A Comparison of the Differences Styles of Pointed Pen Script

Spencerian Script, developed in the first half of the 19th century by PR Spencer, Sr. was a lightly shaded form of handwriting executed with either a quill or steel nib in a straight penholder. Pens like the Gillott 303 and Spencerian No.1 were in production in and around the 1850's with the 303 being produced even earlier. The students of PR Spencer, Sr. and their students together with the oblique penholder, snappy steel nibs (Gillott 303 and the Principality), smoother papers and good inks led to an embellishment of the basic Spencerian script into what we now call Ornamental Script. It is more ornate and can have more dramatic shades. This form began to leave the realm of handwriting and enter the realm of art.

Business script developed as a means to simplify handwriting for teaching purposes and daily use. It came after Spencerian and is executed with a straight pen holder. Less flexible pens such as the Esterbrook 556 and 761 were used though masters could use the sharper flexible pens like the Gillott 604EF.

Engrosser's script is a heavily shaded style of script that is NOT handwriting; it is the drawing of letters. Master penman Bill Lilly has said, 'It is the equivalent of engraving on paper!" To understand this script we must trace its origin. The progenitor script was English Roundhand script that flourished in and about England from ~1580-1800. It is best seen in George Bickham's monumental work, The Universal Penman. What is important to note is that English Roundhand WAS a form of handwriting done with a narrow cut broad edge quill. The script was then 'engraved' onto a copper plate by a master engraver using a burin. George Bickham, Sr. was both a writing master and master engraver.

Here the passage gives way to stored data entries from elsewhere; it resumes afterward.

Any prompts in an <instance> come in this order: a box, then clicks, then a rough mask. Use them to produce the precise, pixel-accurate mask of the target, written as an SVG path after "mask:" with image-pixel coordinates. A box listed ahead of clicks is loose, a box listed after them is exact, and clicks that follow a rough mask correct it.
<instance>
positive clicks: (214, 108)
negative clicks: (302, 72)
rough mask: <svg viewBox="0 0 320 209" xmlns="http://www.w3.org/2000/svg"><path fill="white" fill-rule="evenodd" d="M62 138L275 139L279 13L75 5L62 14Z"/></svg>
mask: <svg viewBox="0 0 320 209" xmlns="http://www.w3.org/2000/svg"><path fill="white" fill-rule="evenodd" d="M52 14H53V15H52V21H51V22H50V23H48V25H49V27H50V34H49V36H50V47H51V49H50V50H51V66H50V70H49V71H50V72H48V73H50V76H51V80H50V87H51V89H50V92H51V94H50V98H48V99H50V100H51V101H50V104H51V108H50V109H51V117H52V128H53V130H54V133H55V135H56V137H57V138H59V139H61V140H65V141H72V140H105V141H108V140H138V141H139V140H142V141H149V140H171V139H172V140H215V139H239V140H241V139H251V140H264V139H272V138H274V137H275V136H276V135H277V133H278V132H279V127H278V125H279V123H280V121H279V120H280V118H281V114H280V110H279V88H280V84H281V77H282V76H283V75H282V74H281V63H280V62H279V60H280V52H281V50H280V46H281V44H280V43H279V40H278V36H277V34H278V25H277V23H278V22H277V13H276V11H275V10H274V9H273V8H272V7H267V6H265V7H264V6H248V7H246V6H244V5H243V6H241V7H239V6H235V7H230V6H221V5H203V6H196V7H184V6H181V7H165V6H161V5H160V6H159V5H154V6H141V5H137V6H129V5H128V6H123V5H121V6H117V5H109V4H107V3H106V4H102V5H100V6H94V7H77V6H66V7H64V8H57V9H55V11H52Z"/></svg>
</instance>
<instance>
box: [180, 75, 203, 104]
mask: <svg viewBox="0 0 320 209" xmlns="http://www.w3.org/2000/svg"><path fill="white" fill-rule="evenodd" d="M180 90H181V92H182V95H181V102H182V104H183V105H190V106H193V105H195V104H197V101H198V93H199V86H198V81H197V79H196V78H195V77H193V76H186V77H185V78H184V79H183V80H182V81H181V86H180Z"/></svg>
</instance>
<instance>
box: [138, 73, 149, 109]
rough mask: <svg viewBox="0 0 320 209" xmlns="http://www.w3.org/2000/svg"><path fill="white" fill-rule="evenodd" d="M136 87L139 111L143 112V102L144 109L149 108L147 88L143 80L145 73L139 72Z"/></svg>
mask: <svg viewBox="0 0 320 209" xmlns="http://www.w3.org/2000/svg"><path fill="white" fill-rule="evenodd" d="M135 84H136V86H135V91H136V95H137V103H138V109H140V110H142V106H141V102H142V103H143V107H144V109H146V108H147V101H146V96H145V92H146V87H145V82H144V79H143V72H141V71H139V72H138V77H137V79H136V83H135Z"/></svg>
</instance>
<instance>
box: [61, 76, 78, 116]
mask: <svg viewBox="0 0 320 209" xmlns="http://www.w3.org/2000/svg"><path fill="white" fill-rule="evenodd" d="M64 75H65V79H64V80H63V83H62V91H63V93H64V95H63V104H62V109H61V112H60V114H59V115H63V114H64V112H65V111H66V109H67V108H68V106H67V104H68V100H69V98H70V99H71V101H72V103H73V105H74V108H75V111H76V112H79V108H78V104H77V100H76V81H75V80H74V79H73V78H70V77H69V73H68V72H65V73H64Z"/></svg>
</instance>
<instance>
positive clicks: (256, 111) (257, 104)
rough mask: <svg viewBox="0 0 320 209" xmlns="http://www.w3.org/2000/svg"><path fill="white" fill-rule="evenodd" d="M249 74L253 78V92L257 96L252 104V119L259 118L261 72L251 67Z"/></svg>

Somewhere over the years the term Copperplate was given to English Roundhand script. Since the penned script was engraved as mentioned above, the origin of the term Copperplate is not hard to fathom. The earliest usage of the term 'Copperplate' that I have come across is from Sir Ambrose Heal's monumental 1931 volume entitled English Writing-Masters. Today the term is ubiquitously but incorrectly applied to almost ALL forms of shaded script. In the US, the availability of the flexible steel pen and oblique penholder allowed penmen to imitate the English Roundhand of the engraver's burin and developed as a slow methodical style of drawing letters. Hence it was known as Engraver's script. Since it was used to engross documents it was also called Engrosser's script. Interestingly, though based on English roundhand script, Engrosserís script was NOT a system of handwriting. The Zanerian Manual also calls it roundhand as a nod to its English origins. Using the term Copperplate to describe the work of Bickham and his contemporaries along with the style that evolved in the US is inaccurate and obscures the REAL differences between them.